Keep the interpreter warm. Hold a Python process that has already imported your suite, and dispatch from outside. This is what rpytest does: a daemon hosts a real pytest process, the inventory lives in its memory, and each rpytest invocation is an RPC into it. The interpreter only starts once. Plugins only load once. Collection only runs once per session.

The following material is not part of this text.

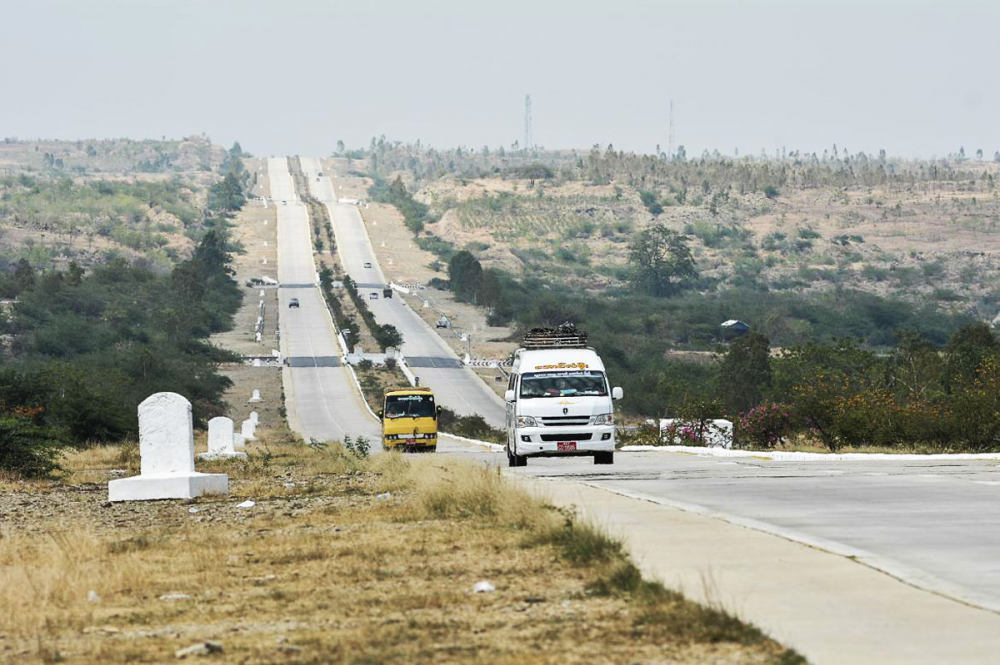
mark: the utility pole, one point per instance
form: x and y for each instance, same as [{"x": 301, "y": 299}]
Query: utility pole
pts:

On rpytest’s measured 500-test suite, that drops wall clock from 0.63 s to 0.32 s with the daemon warm — about half the time. The execution phase is unchanged (you can’t get the actual tests to run faster by hosting them). The collection phase is just gone from the per-invocation path.

What this means for you

The honest framing: the daemon model is a structural fit for any workflow where you invoke the test runner more than once per session. TDD, watch mode, last-failed, CI hot-paths that re-run after a failed step, sharded CI jobs that retry. For a one-shot pytest invocation in a developer’s terminal, you’ll still pay the daemon’s first-run cost; the gain is on every subsequent invocation.

The right way to know whether it matters to you isn’t a blog post. It’s:

Run pytest -v --collect-only on your suite and look at the time.
Compare to a real pytest run with -x and a single passing test.
The gap is what removing collection from the hot path is worth to your team, per invocation, multiplied by how many invocations you actually do.

If that number is small, you don’t have a collection-cost problem. If it’s not, the daemon model is the structural fix.